"Obama accused of neglecting India
By Amy Kazmin in New Delhi
Published: June 7 2009 18:54 | Last updated: June 7 2009 18:54
President Barack Obama appears less interested in pursuing a “special relationship” with India than his predecessor as US leader, says Kashmir’s chief minister.
Omar Abdullah says this state of affairs reduces the likelihood that Washington can nudge New Delhi and Islamabad to resolve their decades-old conflict over the troubled state.
While campaigning for the US presidency last year, Mr Obama said one of his “critical tasks” would be to help settle the poisonous Kashmir dispute, as part of the wider effort to stabilise south Asia, including Afghanistan.
His words provoked expectations among the disgruntled, mostly-Muslim residents of Indian-administered Kashmir that Washington would try to broker a deal to end a conflict that has claimed about 70,000 lives, mostly civilians, and left 500,000 Indian troops, there.
But Mr Obama’s words raised hackles in New Delhi and were described by Selig Harrison, a top US expert on Asia, as Mr Obama’s “first big foreign policy mistake”. India’s national security adviser was sufficiently affronted to warn the new president last February against “barking up the wrong tree”.
Now Mr Abdullah, the 39-year-old scion of Kashmir’s most prominent political dynasty, says he sees little sign of Mr Obama’s administration taking sustained interest in the divided province, where resentment at India’s heavy military presence erupted in violent protests last week.
“I don’t think Kashmir will be a very important factor in the direction of Indo-US relations,” Mr Abdullah told the Financial Times in his heavily guarded Srinagar office. “Priorities in the White House will determine the relationship.”
He added: “Already there is a sense that is developing that perhaps India is not as important in President Obama’s scheme of things as it was in President George Bush’s scheme of things.
“Perhaps President Obama doesn’t see the strategic need for this relationship as much as President Bush did.”
India and Pakistan have thrice warred over Kashmir, and both have troops massed along the line of control dividing the province.
Islamabad has backed a separatist insurgency against India there.
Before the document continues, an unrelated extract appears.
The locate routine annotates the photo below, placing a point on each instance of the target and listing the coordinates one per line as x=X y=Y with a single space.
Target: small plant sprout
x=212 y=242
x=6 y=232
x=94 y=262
The two governments neared a settlement before Pakistan’s Pervez Musharraf lost power, but relations have deteriorated since last November’s terror attacks in Mumbai.
Washington is keen for New Delhi to reduce its troop presence in Kashmir to encourage Islamabad to redeploy more of its troops to the struggle against domestic militancy. However, Mr Abdullah said troop reductions were unlikely in the current climate, with militants still trying to cross from Pakistan into Indian-controlled Kashmir.
“You cannot expect the government of India to withdraw the troops in the kind of number that is being suggested with the attempts at infiltration into Kashmir being what they are,” he said. “It has to be determined by India’s own security and strategic concerns.”
Mr Abdullah said prospects for dialogue between India and Pakistan would be helped by “greater stability across the border” and that he would still push for renewed talks, despite his low expectations of progress.
“At some point, we are going to have to start talking to each other again,” he said. “There are just too many issues that are hanging fire, and they need to be resolved.”